De l’eau sur le feu (Marseille, décembre 1847)

La rue Favart fut fin 1847 le théâtre d’une bien curieuse affaire qui fit grand bruit parmi les Marseillais. Deux commerçants, dont les boutiques étaient contiguës l’une à l’autre, se livrèrent une guerre des fourneaux des plus inattendues.
D’un côté, Madame Veuve Collot, pâtissière réputée pour ses brioches, bonbons et autres confitures, tenait une boutique dont les effluves sucrés embaumaient toute la rue. À côté, Monsieur Duchesne, marchand de nouveautés, proposait une variété de produits, allant des tissus aux objets de curiosité. Si leurs commerces étaient différents, leurs ambitions étaient communes : attirer la clientèle.

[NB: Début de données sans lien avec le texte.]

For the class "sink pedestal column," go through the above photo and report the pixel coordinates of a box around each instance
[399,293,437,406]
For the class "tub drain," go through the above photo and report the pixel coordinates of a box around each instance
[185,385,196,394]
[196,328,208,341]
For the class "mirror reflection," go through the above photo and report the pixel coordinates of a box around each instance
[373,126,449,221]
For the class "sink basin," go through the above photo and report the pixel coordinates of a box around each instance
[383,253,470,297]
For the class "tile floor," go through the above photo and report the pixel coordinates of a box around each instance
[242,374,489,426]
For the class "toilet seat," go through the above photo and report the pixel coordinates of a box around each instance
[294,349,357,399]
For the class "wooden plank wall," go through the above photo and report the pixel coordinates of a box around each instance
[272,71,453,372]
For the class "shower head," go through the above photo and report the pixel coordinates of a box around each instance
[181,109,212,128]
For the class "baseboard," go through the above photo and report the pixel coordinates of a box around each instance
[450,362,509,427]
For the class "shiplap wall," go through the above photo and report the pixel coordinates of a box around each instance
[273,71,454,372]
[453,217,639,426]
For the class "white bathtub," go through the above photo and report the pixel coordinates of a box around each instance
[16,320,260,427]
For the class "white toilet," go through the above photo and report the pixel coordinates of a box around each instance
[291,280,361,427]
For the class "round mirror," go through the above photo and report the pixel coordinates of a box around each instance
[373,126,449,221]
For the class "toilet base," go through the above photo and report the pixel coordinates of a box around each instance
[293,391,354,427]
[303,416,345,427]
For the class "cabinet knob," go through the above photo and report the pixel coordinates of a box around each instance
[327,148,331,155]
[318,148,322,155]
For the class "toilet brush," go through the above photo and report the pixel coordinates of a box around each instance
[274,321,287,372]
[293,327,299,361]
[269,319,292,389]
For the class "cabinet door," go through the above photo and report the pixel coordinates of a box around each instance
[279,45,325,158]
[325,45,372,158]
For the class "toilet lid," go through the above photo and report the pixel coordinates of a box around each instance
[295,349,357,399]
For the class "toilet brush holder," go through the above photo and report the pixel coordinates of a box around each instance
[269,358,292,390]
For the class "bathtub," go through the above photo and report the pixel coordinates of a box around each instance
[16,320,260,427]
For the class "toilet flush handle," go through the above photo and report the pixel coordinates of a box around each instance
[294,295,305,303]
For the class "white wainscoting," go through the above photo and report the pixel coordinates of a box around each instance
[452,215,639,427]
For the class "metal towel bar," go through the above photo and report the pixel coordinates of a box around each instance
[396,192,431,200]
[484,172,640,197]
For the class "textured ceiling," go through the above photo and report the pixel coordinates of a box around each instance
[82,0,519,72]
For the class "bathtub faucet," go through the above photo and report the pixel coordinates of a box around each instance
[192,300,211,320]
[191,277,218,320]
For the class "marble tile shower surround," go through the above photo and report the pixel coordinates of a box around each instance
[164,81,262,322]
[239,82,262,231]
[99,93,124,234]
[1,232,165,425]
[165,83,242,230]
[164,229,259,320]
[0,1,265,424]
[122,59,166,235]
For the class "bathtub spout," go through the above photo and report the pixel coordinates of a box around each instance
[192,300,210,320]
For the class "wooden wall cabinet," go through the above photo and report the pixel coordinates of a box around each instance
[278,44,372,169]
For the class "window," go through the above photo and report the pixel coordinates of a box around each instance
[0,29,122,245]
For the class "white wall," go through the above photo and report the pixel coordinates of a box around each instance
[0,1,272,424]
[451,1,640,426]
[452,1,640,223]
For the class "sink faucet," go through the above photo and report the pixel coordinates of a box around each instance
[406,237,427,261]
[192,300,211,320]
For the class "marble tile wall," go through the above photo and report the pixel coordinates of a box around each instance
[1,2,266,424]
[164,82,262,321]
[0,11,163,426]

Les tensions entre les deux commerçants étaient palpables depuis quelque temps. Les employés de Monsieur Duchesne se plaignaient régulièrement de la fumée qui s’infiltrait dans leur boutique, venant d’un soupirail, perturbant leur travail et irritant leurs yeux. De son côté, Madame Collot reprochait à son voisin de diffuser des rumeurs malveillantes sur la qualité de ses produits.

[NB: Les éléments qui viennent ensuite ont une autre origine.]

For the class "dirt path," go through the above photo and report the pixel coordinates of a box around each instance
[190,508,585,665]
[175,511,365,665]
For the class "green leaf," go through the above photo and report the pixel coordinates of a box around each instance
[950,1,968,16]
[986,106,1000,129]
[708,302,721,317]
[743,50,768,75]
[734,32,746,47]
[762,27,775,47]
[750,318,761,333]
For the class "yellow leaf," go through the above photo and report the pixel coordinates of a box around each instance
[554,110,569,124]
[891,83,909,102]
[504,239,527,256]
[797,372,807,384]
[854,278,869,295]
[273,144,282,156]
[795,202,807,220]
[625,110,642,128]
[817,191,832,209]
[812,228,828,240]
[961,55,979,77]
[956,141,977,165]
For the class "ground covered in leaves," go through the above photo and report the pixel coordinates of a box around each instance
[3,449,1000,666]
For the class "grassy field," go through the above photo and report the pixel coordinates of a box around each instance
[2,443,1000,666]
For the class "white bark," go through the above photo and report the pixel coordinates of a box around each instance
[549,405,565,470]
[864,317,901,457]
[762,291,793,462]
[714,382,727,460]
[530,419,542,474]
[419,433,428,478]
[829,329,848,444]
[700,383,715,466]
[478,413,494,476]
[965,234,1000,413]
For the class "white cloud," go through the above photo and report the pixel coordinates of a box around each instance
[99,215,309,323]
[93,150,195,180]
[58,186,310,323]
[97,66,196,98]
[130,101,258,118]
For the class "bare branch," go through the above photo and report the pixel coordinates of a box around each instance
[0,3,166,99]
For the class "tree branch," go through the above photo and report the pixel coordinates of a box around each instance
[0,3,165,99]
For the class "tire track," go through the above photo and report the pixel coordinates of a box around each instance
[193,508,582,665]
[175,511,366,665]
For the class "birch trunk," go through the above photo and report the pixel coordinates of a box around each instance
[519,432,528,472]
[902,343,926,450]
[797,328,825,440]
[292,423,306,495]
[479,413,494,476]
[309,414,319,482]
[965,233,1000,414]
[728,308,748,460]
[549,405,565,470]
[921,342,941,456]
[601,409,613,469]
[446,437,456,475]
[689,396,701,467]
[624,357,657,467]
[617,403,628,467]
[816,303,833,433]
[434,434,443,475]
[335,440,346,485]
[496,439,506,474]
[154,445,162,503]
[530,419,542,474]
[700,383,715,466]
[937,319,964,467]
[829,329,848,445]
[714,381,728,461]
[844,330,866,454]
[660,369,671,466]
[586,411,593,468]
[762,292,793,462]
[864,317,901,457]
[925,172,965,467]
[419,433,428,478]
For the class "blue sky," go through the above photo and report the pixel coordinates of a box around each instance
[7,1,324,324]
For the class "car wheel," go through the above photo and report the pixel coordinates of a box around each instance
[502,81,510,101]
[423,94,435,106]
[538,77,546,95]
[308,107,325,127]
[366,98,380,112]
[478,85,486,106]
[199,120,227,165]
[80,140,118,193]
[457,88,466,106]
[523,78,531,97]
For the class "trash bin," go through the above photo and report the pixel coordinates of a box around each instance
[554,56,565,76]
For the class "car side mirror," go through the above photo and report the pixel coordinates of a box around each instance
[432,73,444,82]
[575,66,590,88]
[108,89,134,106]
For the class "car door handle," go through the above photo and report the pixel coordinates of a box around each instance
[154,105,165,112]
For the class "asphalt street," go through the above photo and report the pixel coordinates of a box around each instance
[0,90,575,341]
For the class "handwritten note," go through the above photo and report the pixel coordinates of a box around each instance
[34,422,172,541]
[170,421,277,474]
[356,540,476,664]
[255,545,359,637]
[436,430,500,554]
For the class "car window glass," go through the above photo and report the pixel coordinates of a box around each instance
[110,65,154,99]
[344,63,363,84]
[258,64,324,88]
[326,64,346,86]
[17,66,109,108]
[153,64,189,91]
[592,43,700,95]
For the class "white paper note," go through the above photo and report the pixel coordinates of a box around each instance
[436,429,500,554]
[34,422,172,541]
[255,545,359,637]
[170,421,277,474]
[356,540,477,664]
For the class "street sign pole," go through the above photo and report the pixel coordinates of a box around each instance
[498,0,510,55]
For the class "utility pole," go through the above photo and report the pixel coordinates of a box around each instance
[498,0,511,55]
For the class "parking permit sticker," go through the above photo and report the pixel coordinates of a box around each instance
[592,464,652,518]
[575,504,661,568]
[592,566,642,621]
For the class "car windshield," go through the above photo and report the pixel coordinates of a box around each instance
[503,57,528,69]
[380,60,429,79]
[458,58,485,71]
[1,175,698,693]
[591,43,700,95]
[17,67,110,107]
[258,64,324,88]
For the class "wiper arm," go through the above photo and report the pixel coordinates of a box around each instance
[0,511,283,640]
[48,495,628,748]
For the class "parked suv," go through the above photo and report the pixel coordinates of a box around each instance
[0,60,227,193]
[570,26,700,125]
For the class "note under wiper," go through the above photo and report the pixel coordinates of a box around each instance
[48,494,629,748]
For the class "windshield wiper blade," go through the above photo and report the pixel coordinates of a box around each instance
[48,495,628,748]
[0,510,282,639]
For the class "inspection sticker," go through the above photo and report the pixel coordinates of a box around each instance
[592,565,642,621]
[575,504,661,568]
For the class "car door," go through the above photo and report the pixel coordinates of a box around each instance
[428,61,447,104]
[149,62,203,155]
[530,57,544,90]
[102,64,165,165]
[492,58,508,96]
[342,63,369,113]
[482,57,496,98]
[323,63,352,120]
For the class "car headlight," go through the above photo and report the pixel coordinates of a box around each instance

C’est dans ce contexte de rivalité que l’incident éclata. Une nuit, Monsieur Duchesne et ses complices crièrent au feu et lancèrent en même temps neuf seaux d’eau par le soupirail. L’eau inonda la cuisine souterraine où se confectionnaient les petits fours et les autres gourmandises. Les dégâts furent considérables : les fours étaient hors d’usage, les pâtisseries réduites en bouillie, et le sol était couvert de débris. Les artistes en pâtisserie, quant à eux, apparurent bientôt pâles, consternés, les vêtements trempés, au milieu de la foule qui, comme le marchand de nouveautés, répétaient : « Au feu ! au feu ! »
Lorsque Madame Collot découvrit l’étendue des dégâts, elle fut inconsolable. Aussitôt, elle porta plainte contre son voisin. Le tribunal, saisi de cette affaire pour le moins originale, examina les preuves et les témoignages des deux parties.

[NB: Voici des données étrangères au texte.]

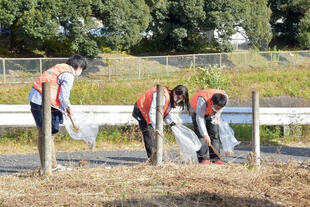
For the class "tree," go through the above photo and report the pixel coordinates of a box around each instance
[54,0,101,57]
[146,0,206,51]
[297,10,310,49]
[0,0,59,52]
[147,0,271,52]
[268,0,310,47]
[94,0,150,50]
[240,0,272,49]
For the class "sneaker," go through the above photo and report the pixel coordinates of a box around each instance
[213,160,224,165]
[200,160,211,165]
[52,164,72,171]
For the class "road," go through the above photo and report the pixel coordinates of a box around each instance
[1,146,310,175]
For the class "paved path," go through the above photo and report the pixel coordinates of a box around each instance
[1,146,309,175]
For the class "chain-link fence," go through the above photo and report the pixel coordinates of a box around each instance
[1,51,310,83]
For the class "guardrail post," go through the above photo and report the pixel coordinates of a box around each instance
[282,125,290,137]
[152,84,164,165]
[42,82,52,175]
[252,91,260,166]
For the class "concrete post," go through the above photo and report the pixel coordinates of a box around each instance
[153,84,164,165]
[252,91,260,166]
[42,82,52,175]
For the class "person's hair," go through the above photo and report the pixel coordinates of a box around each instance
[66,54,87,70]
[171,85,189,111]
[211,93,227,107]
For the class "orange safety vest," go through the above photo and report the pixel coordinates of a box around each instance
[32,64,73,108]
[137,87,171,124]
[190,89,226,115]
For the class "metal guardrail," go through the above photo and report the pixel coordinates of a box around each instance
[1,105,310,127]
[1,51,310,83]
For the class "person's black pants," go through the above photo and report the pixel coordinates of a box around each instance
[191,113,220,162]
[132,104,155,158]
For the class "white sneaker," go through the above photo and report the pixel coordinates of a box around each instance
[52,164,72,171]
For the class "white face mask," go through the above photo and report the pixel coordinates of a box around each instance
[175,99,182,104]
[174,95,183,104]
[212,105,219,112]
[75,70,82,77]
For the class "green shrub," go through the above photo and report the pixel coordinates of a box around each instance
[190,65,227,89]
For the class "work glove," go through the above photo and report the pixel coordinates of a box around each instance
[169,122,176,127]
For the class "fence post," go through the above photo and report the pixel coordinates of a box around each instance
[39,58,42,74]
[2,58,5,83]
[193,54,196,72]
[165,56,169,77]
[219,53,222,68]
[152,84,164,165]
[108,64,111,80]
[42,82,52,175]
[270,52,273,69]
[138,58,141,79]
[252,91,260,166]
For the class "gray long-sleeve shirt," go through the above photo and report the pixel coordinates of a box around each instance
[193,96,224,137]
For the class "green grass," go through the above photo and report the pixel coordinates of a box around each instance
[1,67,310,105]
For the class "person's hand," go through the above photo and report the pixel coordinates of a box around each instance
[204,135,211,146]
[66,107,72,117]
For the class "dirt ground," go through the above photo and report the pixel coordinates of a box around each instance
[0,161,309,207]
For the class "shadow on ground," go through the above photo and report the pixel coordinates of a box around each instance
[101,191,282,207]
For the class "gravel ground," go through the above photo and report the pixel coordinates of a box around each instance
[0,146,309,175]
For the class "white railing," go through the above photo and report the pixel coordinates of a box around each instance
[1,105,310,127]
[1,50,310,83]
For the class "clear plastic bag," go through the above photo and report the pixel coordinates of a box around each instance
[171,125,201,163]
[218,121,240,155]
[64,111,99,149]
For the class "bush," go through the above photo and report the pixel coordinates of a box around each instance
[190,65,227,89]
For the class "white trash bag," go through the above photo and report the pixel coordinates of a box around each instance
[171,125,201,163]
[64,112,99,148]
[218,121,240,155]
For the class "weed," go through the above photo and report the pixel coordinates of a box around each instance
[189,65,226,89]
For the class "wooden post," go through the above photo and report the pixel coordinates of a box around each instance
[153,84,164,165]
[42,82,52,175]
[252,91,260,166]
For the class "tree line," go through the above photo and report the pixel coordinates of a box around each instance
[0,0,309,57]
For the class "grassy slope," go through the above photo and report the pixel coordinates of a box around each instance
[1,67,310,105]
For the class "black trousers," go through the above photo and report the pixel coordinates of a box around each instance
[132,104,155,158]
[191,113,220,162]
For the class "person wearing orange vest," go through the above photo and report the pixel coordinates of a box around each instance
[28,54,87,171]
[132,85,189,158]
[190,89,228,165]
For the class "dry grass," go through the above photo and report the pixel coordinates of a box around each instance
[0,161,309,207]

M. Duchesne se défendit, arguant que la fumée qui s’échappait du soupirail provoquait des inconvénients graves à ses marchandises et notamment à ses gilets brodés. Après délibération, le tribunal condamna Monsieur Duchesne à 100 francs de dommages-intérêts et à 20 francs d’amende.
  • Source : La Gazette du Midi, 24 janvier 1848, p. 3.